The rationale of using rhBMP-2 in this condition was two-following: (1) The lesional tissue was removed in-toto by en bloc resection with sufficient margins. Usually, the lesion by nature is confined within the capsule. (2) Periosteum provided much guidance for the remodeling of the rhBMP-2. The costochondral graft (rich in progenitor cells) and the plates provided the framework and stability, the ACS acted as carrier and rhBMP-2 acted as a signal that inducted the stimulus.[4] This combination has been very effective in previous experience.[5] After a year, the patient remained tumor-free, and implants have been placed on the newly formed alveolar ridge to stimulate the natural jaw function and esthetic rehabilitation.

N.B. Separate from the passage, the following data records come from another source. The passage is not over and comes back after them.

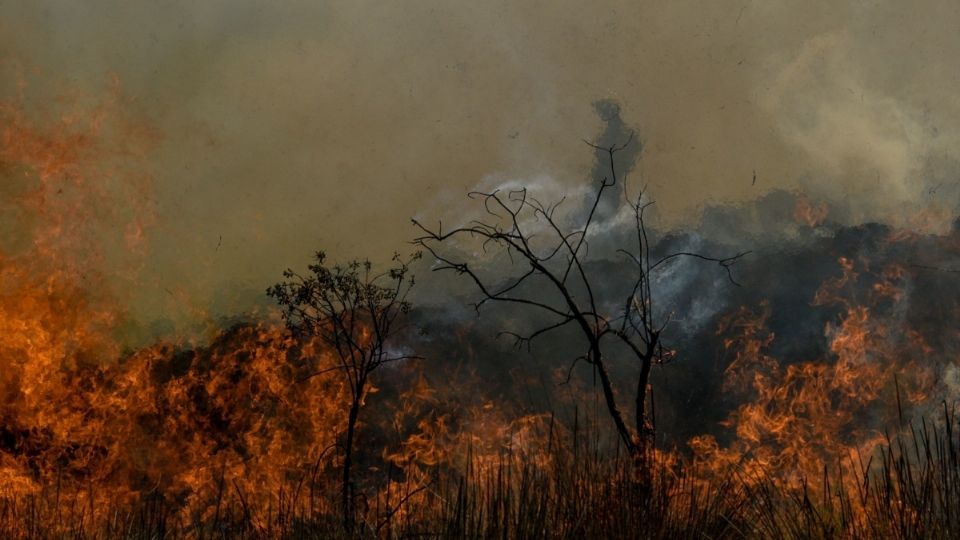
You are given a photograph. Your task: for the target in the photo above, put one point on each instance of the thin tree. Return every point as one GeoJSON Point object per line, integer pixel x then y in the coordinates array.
{"type": "Point", "coordinates": [357, 313]}
{"type": "Point", "coordinates": [556, 281]}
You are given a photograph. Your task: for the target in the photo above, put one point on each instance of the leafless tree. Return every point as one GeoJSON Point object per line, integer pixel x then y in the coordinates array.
{"type": "Point", "coordinates": [357, 313]}
{"type": "Point", "coordinates": [557, 281]}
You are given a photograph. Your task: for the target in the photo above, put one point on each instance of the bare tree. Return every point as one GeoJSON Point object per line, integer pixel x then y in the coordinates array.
{"type": "Point", "coordinates": [557, 281]}
{"type": "Point", "coordinates": [357, 313]}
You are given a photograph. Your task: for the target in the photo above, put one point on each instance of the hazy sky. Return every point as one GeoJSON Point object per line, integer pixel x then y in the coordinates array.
{"type": "Point", "coordinates": [289, 126]}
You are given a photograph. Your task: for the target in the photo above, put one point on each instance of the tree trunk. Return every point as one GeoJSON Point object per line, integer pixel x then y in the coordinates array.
{"type": "Point", "coordinates": [642, 382]}
{"type": "Point", "coordinates": [608, 395]}
{"type": "Point", "coordinates": [347, 492]}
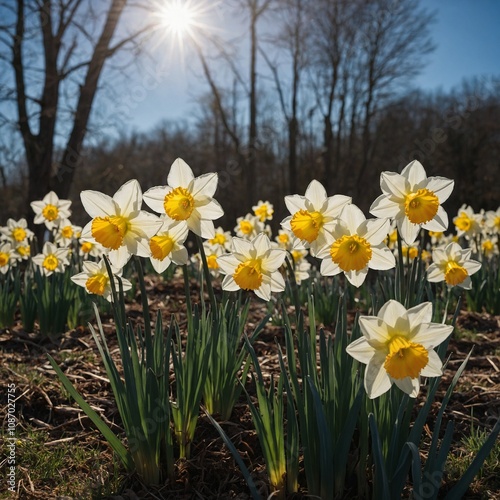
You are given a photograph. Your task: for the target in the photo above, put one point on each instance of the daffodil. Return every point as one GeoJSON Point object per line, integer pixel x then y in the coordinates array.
{"type": "Point", "coordinates": [187, 198]}
{"type": "Point", "coordinates": [313, 215]}
{"type": "Point", "coordinates": [95, 279]}
{"type": "Point", "coordinates": [263, 210]}
{"type": "Point", "coordinates": [16, 232]}
{"type": "Point", "coordinates": [356, 245]}
{"type": "Point", "coordinates": [253, 265]}
{"type": "Point", "coordinates": [118, 223]}
{"type": "Point", "coordinates": [413, 200]}
{"type": "Point", "coordinates": [6, 257]}
{"type": "Point", "coordinates": [166, 246]}
{"type": "Point", "coordinates": [53, 259]}
{"type": "Point", "coordinates": [398, 347]}
{"type": "Point", "coordinates": [51, 210]}
{"type": "Point", "coordinates": [467, 223]}
{"type": "Point", "coordinates": [453, 265]}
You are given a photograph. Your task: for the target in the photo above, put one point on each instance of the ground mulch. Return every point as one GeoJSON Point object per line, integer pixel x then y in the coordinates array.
{"type": "Point", "coordinates": [211, 473]}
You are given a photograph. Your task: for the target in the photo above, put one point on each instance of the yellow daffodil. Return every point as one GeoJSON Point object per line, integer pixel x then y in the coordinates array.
{"type": "Point", "coordinates": [118, 223]}
{"type": "Point", "coordinates": [413, 200]}
{"type": "Point", "coordinates": [95, 279]}
{"type": "Point", "coordinates": [453, 265]}
{"type": "Point", "coordinates": [166, 246]}
{"type": "Point", "coordinates": [356, 245]}
{"type": "Point", "coordinates": [398, 347]}
{"type": "Point", "coordinates": [51, 210]}
{"type": "Point", "coordinates": [53, 259]}
{"type": "Point", "coordinates": [313, 215]}
{"type": "Point", "coordinates": [187, 198]}
{"type": "Point", "coordinates": [253, 265]}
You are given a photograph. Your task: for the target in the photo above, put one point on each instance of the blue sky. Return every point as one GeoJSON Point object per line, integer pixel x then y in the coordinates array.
{"type": "Point", "coordinates": [466, 34]}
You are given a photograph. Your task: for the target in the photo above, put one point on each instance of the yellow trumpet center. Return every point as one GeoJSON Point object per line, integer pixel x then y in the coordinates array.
{"type": "Point", "coordinates": [463, 222]}
{"type": "Point", "coordinates": [351, 253]}
{"type": "Point", "coordinates": [161, 246]}
{"type": "Point", "coordinates": [422, 206]}
{"type": "Point", "coordinates": [454, 273]}
{"type": "Point", "coordinates": [50, 262]}
{"type": "Point", "coordinates": [110, 231]}
{"type": "Point", "coordinates": [97, 284]}
{"type": "Point", "coordinates": [405, 358]}
{"type": "Point", "coordinates": [306, 225]}
{"type": "Point", "coordinates": [4, 259]}
{"type": "Point", "coordinates": [18, 234]}
{"type": "Point", "coordinates": [248, 275]}
{"type": "Point", "coordinates": [179, 204]}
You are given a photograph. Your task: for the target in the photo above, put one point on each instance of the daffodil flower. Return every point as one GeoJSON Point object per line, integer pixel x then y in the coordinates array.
{"type": "Point", "coordinates": [453, 265]}
{"type": "Point", "coordinates": [356, 245]}
{"type": "Point", "coordinates": [413, 200]}
{"type": "Point", "coordinates": [95, 279]}
{"type": "Point", "coordinates": [166, 246]}
{"type": "Point", "coordinates": [187, 198]}
{"type": "Point", "coordinates": [52, 259]}
{"type": "Point", "coordinates": [398, 347]}
{"type": "Point", "coordinates": [254, 265]}
{"type": "Point", "coordinates": [51, 210]}
{"type": "Point", "coordinates": [313, 215]}
{"type": "Point", "coordinates": [118, 223]}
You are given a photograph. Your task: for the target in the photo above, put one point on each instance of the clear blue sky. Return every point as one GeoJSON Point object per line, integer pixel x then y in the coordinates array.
{"type": "Point", "coordinates": [466, 34]}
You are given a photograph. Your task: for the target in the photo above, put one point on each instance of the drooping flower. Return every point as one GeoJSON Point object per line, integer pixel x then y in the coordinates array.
{"type": "Point", "coordinates": [53, 259]}
{"type": "Point", "coordinates": [187, 198]}
{"type": "Point", "coordinates": [118, 223]}
{"type": "Point", "coordinates": [166, 246]}
{"type": "Point", "coordinates": [313, 215]}
{"type": "Point", "coordinates": [51, 210]}
{"type": "Point", "coordinates": [453, 265]}
{"type": "Point", "coordinates": [16, 232]}
{"type": "Point", "coordinates": [263, 210]}
{"type": "Point", "coordinates": [413, 200]}
{"type": "Point", "coordinates": [398, 347]}
{"type": "Point", "coordinates": [356, 245]}
{"type": "Point", "coordinates": [95, 279]}
{"type": "Point", "coordinates": [253, 265]}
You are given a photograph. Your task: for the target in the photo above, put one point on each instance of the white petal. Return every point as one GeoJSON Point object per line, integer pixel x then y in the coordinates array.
{"type": "Point", "coordinates": [384, 207]}
{"type": "Point", "coordinates": [414, 172]}
{"type": "Point", "coordinates": [382, 258]}
{"type": "Point", "coordinates": [316, 194]}
{"type": "Point", "coordinates": [180, 174]}
{"type": "Point", "coordinates": [129, 197]}
{"type": "Point", "coordinates": [205, 185]}
{"type": "Point", "coordinates": [155, 198]}
{"type": "Point", "coordinates": [97, 204]}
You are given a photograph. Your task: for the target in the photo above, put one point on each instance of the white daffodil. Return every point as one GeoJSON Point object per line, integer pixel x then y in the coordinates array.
{"type": "Point", "coordinates": [453, 265]}
{"type": "Point", "coordinates": [313, 215]}
{"type": "Point", "coordinates": [51, 210]}
{"type": "Point", "coordinates": [253, 265]}
{"type": "Point", "coordinates": [6, 257]}
{"type": "Point", "coordinates": [398, 347]}
{"type": "Point", "coordinates": [221, 239]}
{"type": "Point", "coordinates": [467, 222]}
{"type": "Point", "coordinates": [263, 210]}
{"type": "Point", "coordinates": [53, 259]}
{"type": "Point", "coordinates": [118, 223]}
{"type": "Point", "coordinates": [16, 231]}
{"type": "Point", "coordinates": [187, 198]}
{"type": "Point", "coordinates": [95, 279]}
{"type": "Point", "coordinates": [356, 245]}
{"type": "Point", "coordinates": [166, 246]}
{"type": "Point", "coordinates": [413, 200]}
{"type": "Point", "coordinates": [66, 233]}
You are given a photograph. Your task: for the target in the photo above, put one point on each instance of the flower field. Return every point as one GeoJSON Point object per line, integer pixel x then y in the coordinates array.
{"type": "Point", "coordinates": [151, 354]}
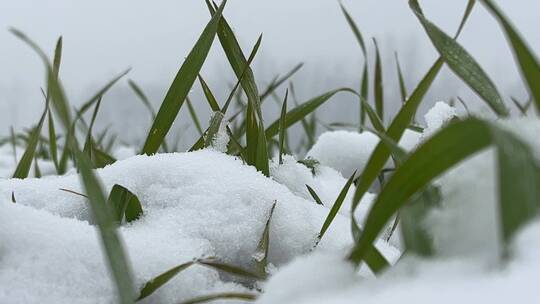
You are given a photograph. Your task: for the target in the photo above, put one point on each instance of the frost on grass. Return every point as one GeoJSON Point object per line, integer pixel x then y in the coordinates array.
{"type": "Point", "coordinates": [347, 151]}
{"type": "Point", "coordinates": [196, 204]}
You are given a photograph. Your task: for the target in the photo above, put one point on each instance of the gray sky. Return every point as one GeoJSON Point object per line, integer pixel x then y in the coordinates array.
{"type": "Point", "coordinates": [103, 37]}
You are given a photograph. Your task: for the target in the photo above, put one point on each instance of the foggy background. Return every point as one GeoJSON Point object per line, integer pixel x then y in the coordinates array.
{"type": "Point", "coordinates": [103, 38]}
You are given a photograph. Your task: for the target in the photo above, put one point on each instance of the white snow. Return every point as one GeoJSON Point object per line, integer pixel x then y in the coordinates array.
{"type": "Point", "coordinates": [206, 203]}
{"type": "Point", "coordinates": [347, 151]}
{"type": "Point", "coordinates": [196, 204]}
{"type": "Point", "coordinates": [438, 116]}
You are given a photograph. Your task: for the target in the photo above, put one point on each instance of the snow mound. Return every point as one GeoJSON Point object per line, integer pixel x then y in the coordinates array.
{"type": "Point", "coordinates": [196, 204]}
{"type": "Point", "coordinates": [347, 151]}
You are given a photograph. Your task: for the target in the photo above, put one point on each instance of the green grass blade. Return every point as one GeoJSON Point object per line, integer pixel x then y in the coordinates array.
{"type": "Point", "coordinates": [213, 129]}
{"type": "Point", "coordinates": [230, 269]}
{"type": "Point", "coordinates": [125, 203]}
{"type": "Point", "coordinates": [303, 110]}
{"type": "Point", "coordinates": [221, 296]}
{"type": "Point", "coordinates": [53, 147]}
{"type": "Point", "coordinates": [314, 195]}
{"type": "Point", "coordinates": [528, 62]}
{"type": "Point", "coordinates": [279, 81]}
{"type": "Point", "coordinates": [261, 161]}
{"type": "Point", "coordinates": [193, 115]}
{"type": "Point", "coordinates": [261, 253]}
{"type": "Point", "coordinates": [468, 11]}
{"type": "Point", "coordinates": [142, 96]}
{"type": "Point", "coordinates": [151, 286]}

As the bone growth was normal, there was no psychological impairment or compromise of social skills indicating complete success of treatment.
CONCLUSION
The use of rhBMP-2 in immediate reconstruction at tumor site has been questioned. Though this could be off-label use of rhBMP-2, the option was exercised in this case as there was no other better alternative for the 20-month-old boy. An effective solution to the problem has been provided by the use of the treatment modality that has been debated.
Footnotes
Source of Support: Nil
Conflict of Interest: None declared.